Monday, March 23, 2009

It's not that easy, to be me.

Chris Martin from the band Coldplay, couldn't have said it better in his song "fix you"..
"When you try your best but you don't succeed, when you get what you want, but not what you need"..

This line basically sums up my life as of right now. Unfortunately, things this semester are taking a rotten turn like last semester. It's very annoying and very depressing everyday to think. "why am I giving it my all and ending up empty handed?"

some may say that I'm NOT giving it my all, by results..but believe me I AM!
I'm the kind of person who sometimes tries very hard, but ends up getting screwed over,
and that is exactly what is happening right now.

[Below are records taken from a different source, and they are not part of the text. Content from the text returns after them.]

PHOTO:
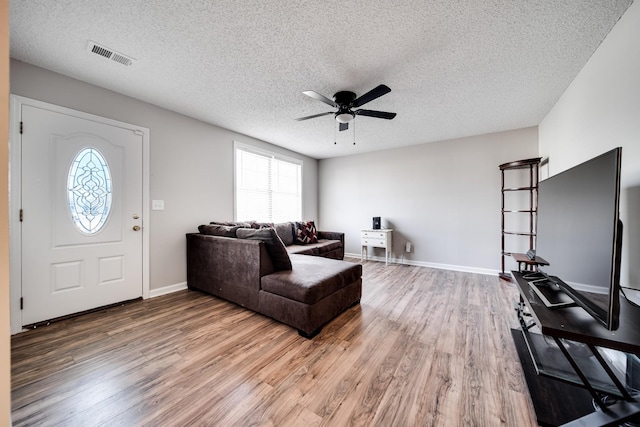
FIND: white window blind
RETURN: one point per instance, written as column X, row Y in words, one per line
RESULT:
column 268, row 187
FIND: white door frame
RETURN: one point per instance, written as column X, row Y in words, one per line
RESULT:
column 15, row 194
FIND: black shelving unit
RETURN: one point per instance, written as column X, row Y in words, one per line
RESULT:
column 530, row 208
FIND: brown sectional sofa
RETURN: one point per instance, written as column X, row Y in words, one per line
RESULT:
column 318, row 287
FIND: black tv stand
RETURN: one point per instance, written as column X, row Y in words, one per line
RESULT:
column 567, row 353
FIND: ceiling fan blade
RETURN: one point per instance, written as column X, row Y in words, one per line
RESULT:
column 314, row 116
column 377, row 114
column 371, row 95
column 322, row 98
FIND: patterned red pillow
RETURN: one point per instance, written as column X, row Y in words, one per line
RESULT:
column 306, row 233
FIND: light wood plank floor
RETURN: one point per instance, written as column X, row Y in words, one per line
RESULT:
column 424, row 348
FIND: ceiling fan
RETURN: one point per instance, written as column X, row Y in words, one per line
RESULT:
column 346, row 101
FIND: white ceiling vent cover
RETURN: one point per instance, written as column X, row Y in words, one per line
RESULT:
column 110, row 54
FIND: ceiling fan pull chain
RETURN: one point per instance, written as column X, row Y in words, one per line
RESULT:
column 354, row 132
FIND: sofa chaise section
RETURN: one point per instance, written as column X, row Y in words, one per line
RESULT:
column 308, row 296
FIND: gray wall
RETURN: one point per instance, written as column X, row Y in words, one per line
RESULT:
column 191, row 163
column 444, row 197
column 599, row 111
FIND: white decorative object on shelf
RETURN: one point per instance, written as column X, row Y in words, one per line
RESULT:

It sucks, but I'm used to being disappointed, unfortunately. This feeling is nothing new to me, but it brings me down, and gives me absolutly no hope that there will ever be improvement.

But what do you do when you feel like your at your wits end? When you feel like this is it..I'm done wasting time and money doing something that I'm not good at and know I will NEVER be good at it. My major is not math, it is Human Services, which does NOT involve math. So why, why WHY am I forced to do this? I was never ever EVER good at mathematics..never..and now this is big time, where if I don't do well, I'm cut from the college. I want to finish my four years out, I absolutely do NOT want to be kicked out because of something that will NEVER change with me. It isn't my attitude or the way I think about it, IT IS WHAT IT IS and it will ALWAYS be that way.

right now, I could punch someone/something.

1 comment:

  1. Jordan,
    My heart is aches for you. I'm so sorry that you feel like this. It feels like you're drowning and no matter how hard you swim you can't find air. More likely than not, if you are swimming, you're swimming in the wrong direction. Keep your chin up. You will survive!